Our flight to Narita the next morning was with All Nippon
Airways (ANA) and it was simply super.
The new configuration of their Boeing 777 has what is called staggered
seating, 1-2-1, which means everyone has access to an aisle and no seats are
aligned next to each other. (Compare that to 8 across on a United 777.) The
seats are huge and there is a lot of storage space so you never feel cramped, a
stark contrast to our more recent flights to and from Europe in coach. The
service was flawless and the food, especially the Japanese meals, was
spectacular and certainly something we could not afford once in Japan. The seats lay flat which was a godsend on
such a long fight (13 hours) and we both got some sleep after eating and
watching the movie Chef. It’s new this
year and we are amazed we had never heard of it – it is a fabulous movie
starring Jon Favreau (never had heard of him, but we have now – he also
directed it).
We landed at 1 pm local time, which meant having to stay
awake for another eight hours in order to try to force ourselves into Japanese
time. By about 8 pm we found this almost
impossible to do but nevertheless managed to stay upright until 10 pm. When we
finally hit the pillows we were out for the count and woke up to a beautiful
sun-filled morning. We took our usual morning walk, had a nice breakfast, and then
took the complimentary hotel bus to Narita City for a visit to the lovely Shinshoji temples and the
grounds that surround them. It was an absolutely flawless day and perfect for
our long walk. The city is famous for
things other than the temple, such as roasted sweet potatoes, macaroon cookies
and above all, grilled eel, unagi.
On the way to the temple we watched one of the chefs prepare the live fish for
grilling, not something for the squeamish!

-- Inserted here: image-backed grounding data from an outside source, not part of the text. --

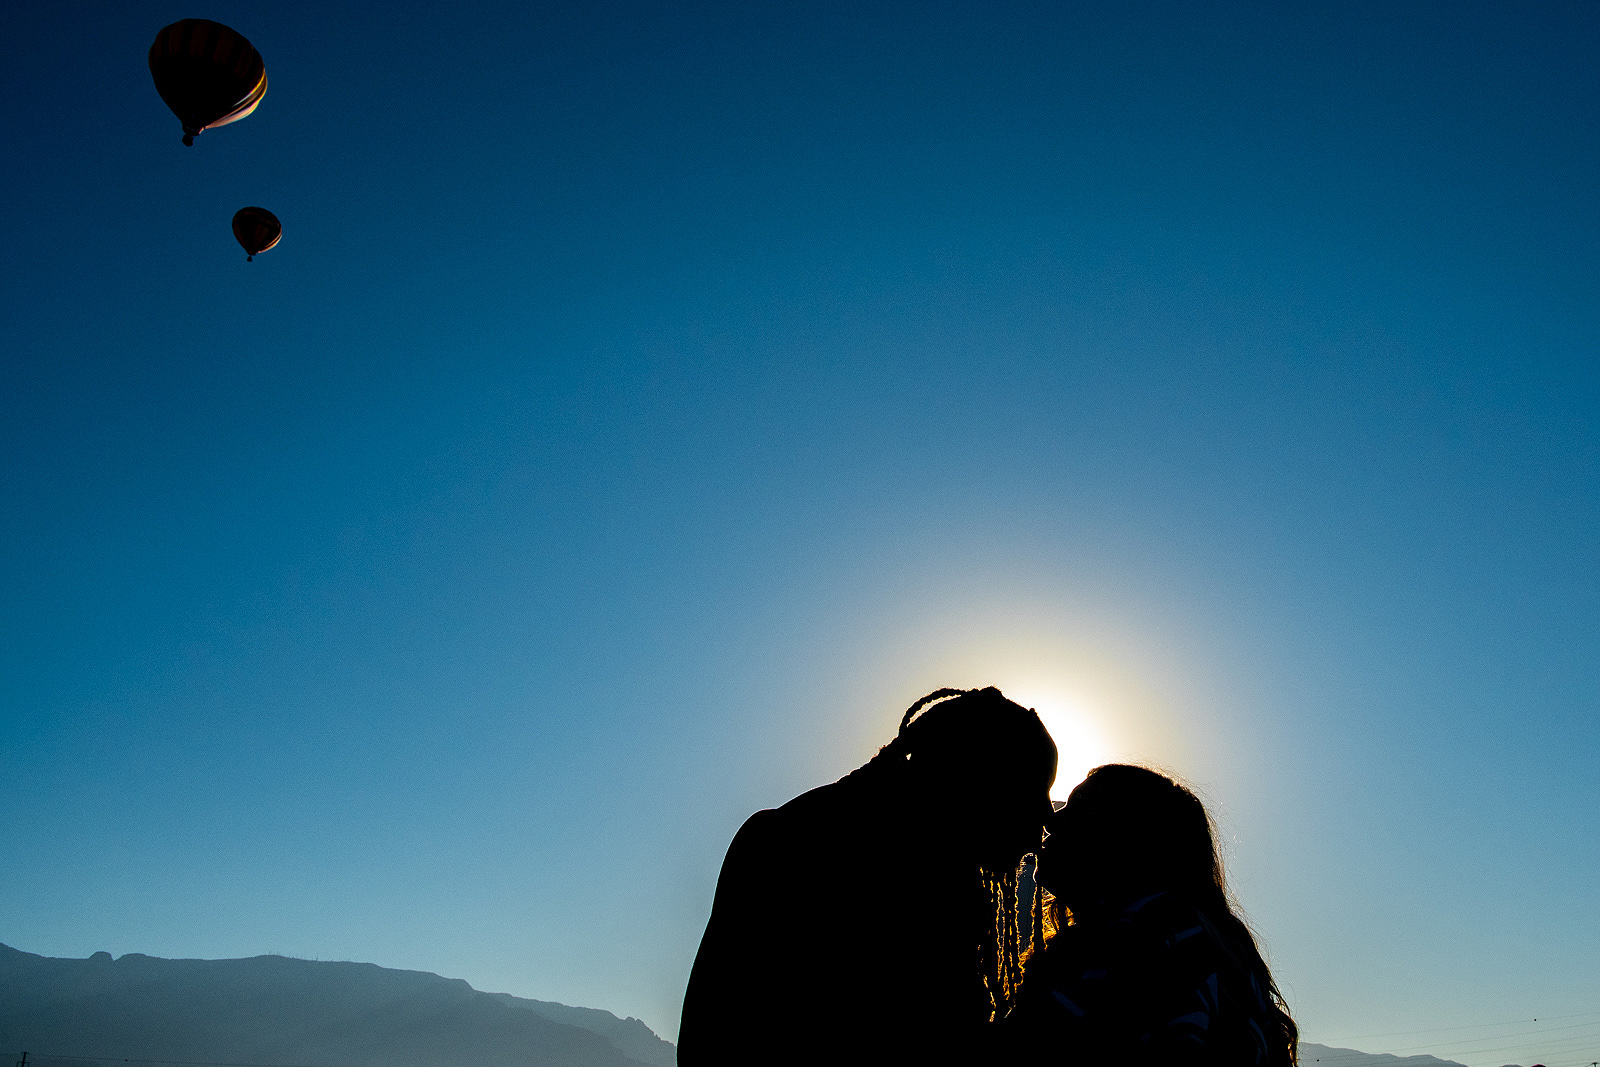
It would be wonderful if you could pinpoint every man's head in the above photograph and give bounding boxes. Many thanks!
[893,686,1058,868]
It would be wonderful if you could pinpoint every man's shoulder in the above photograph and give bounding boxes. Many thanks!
[732,778,878,851]
[739,780,848,829]
[778,778,856,814]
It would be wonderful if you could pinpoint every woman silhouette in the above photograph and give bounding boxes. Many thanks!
[1004,764,1298,1067]
[679,687,1057,1067]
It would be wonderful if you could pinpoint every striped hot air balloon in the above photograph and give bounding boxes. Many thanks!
[149,20,267,146]
[232,207,282,261]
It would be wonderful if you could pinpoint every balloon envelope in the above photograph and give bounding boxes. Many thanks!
[232,207,282,260]
[149,20,267,145]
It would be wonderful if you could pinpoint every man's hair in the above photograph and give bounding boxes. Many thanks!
[856,686,1055,1020]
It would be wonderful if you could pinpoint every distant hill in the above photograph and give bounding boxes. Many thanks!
[1303,1041,1541,1067]
[6,944,1539,1067]
[0,943,674,1067]
[1302,1043,1469,1067]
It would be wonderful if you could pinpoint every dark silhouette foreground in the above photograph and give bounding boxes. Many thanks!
[678,687,1057,1067]
[1003,764,1299,1067]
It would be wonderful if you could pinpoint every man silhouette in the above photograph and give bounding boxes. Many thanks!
[678,687,1058,1067]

The other time we visited this temple (back in February 2013) it was a
holiday in Japan and the grounds were thronged with people. This visit was much simpler and in fact
longer because we took our time to wander through the forest rather than taking
the most direct route up to the main temple.

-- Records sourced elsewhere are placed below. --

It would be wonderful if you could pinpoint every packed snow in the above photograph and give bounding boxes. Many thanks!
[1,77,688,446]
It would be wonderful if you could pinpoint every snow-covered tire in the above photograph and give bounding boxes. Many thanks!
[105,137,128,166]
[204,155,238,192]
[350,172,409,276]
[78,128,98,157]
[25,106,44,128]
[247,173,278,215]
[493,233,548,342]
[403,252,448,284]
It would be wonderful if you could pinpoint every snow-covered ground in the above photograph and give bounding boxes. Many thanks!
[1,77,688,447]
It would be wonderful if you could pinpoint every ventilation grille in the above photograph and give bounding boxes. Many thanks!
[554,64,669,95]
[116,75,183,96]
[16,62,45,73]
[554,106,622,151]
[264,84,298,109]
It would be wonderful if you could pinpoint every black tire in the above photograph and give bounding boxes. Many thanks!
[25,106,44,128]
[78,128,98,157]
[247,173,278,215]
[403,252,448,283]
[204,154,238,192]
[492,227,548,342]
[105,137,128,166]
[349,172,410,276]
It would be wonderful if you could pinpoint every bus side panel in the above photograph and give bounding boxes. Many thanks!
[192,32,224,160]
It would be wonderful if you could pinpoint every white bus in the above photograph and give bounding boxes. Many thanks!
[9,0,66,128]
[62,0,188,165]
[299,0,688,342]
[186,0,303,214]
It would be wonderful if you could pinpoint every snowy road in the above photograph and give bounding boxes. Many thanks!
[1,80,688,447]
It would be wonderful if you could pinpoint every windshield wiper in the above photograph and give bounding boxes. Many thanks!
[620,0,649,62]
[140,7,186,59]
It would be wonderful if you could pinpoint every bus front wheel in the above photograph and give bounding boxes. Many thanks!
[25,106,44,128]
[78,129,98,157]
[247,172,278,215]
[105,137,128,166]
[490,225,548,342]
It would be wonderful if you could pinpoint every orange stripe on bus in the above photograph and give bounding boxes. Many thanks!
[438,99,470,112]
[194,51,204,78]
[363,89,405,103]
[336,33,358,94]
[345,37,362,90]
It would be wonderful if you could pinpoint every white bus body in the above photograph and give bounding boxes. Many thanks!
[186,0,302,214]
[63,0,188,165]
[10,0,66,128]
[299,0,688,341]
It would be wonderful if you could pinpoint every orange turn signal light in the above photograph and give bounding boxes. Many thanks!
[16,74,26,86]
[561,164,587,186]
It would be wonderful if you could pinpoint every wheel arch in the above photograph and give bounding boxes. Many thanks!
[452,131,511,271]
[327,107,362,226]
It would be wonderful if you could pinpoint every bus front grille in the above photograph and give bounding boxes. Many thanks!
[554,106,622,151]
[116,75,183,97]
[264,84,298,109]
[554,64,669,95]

On the way out we passed a spectacular display of mums and dahlias in
pots. They were all labeled but we never
figured out if it was a horticultural display of some sort or a contest; in any
case, the flowers were beautiful, all lined up under long awnings erected to
shelter the blooms.
For dinner that night we decided try a very small restaurant
a few steps from the hotel that specialized in tappanyaki - including okonomiyaki,
which is a cabbage omelet prepared at the hot grill in front of you, that we
had tried on our last visit and wanted to try again. We walked into the empty restaurant that looked
like it could seat about 20 people and, as Cindy commented, the owner looked at
us as if he thought he had locked the door and wondered how we got in! He was flummoxed at first but recovered; most
likely this isn’t a hot spot for tourists.

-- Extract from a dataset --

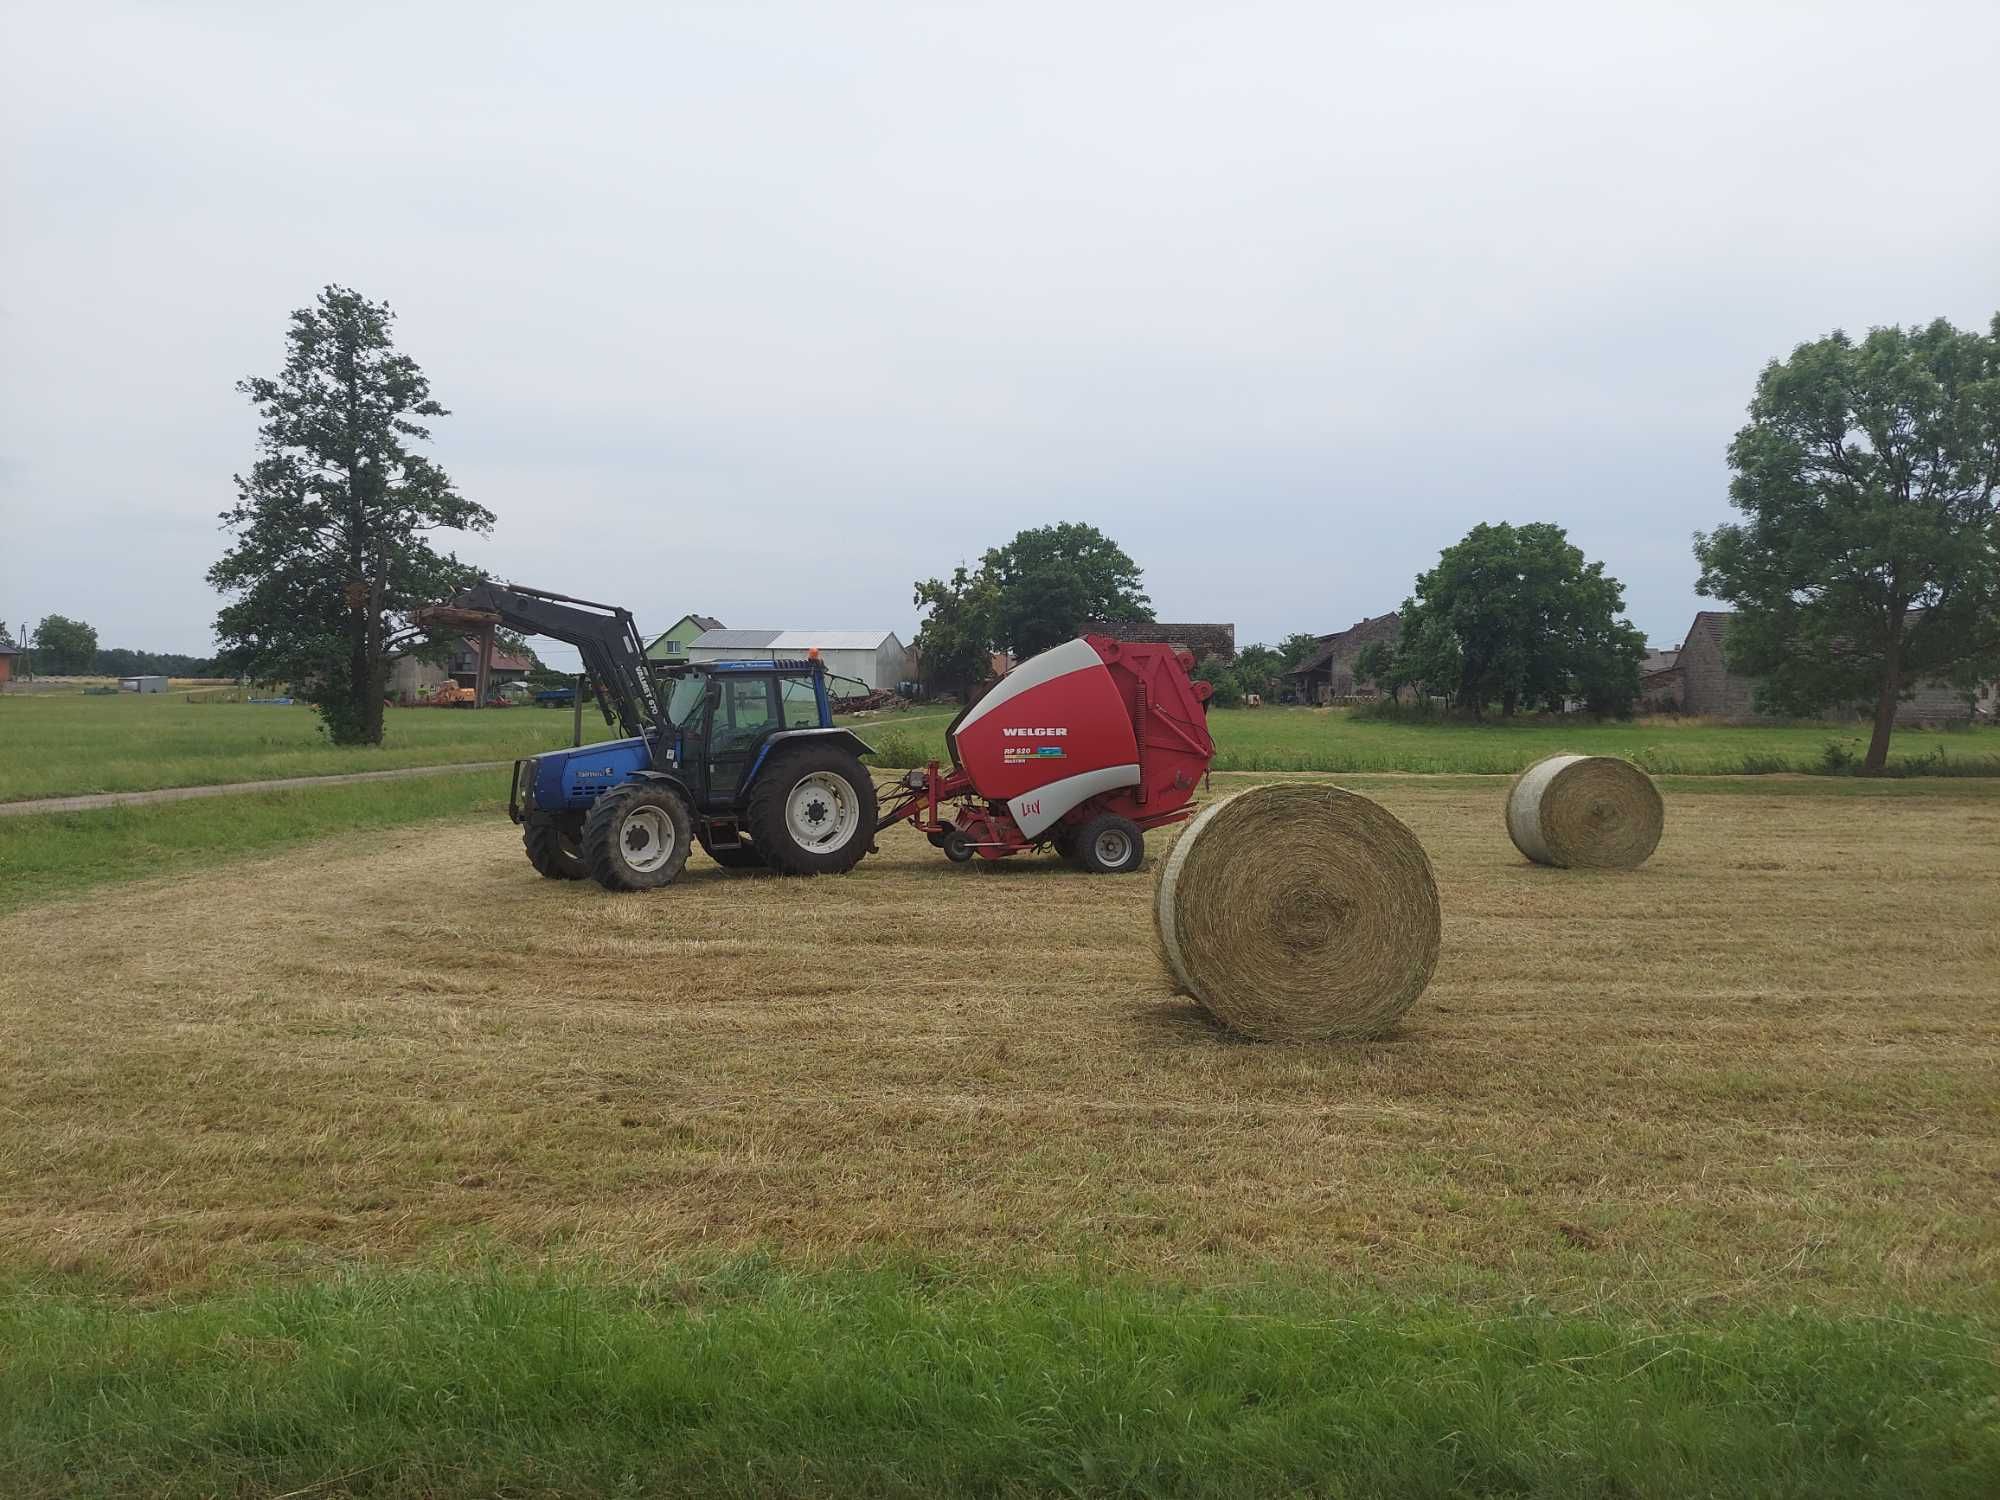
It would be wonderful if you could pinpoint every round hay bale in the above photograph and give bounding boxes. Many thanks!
[1505,753,1663,869]
[1154,785,1441,1042]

We sat at the grill, ordered a beer for me and wine for Cindy and then
ordered our dinner and watched the show.
I had the sobayaki, noodles and vegetables grilled together, and Cindy
had the okonomiyaki. The food was almost
as good as the experience of just being there. As we were preparing to leave,
in came a very drunk party of about seven young Japanese, all but one of them
men. They ordered lots of beer and the
owner – who expected them, unlike us - presented them with two very large
bottles of sake. On our way out, they
greeted us with smiles and victory signs, which seems the thing all Japanese do
when they have a picture taken. It was
grand fun and a perfect way to cap a lovely day in Japan.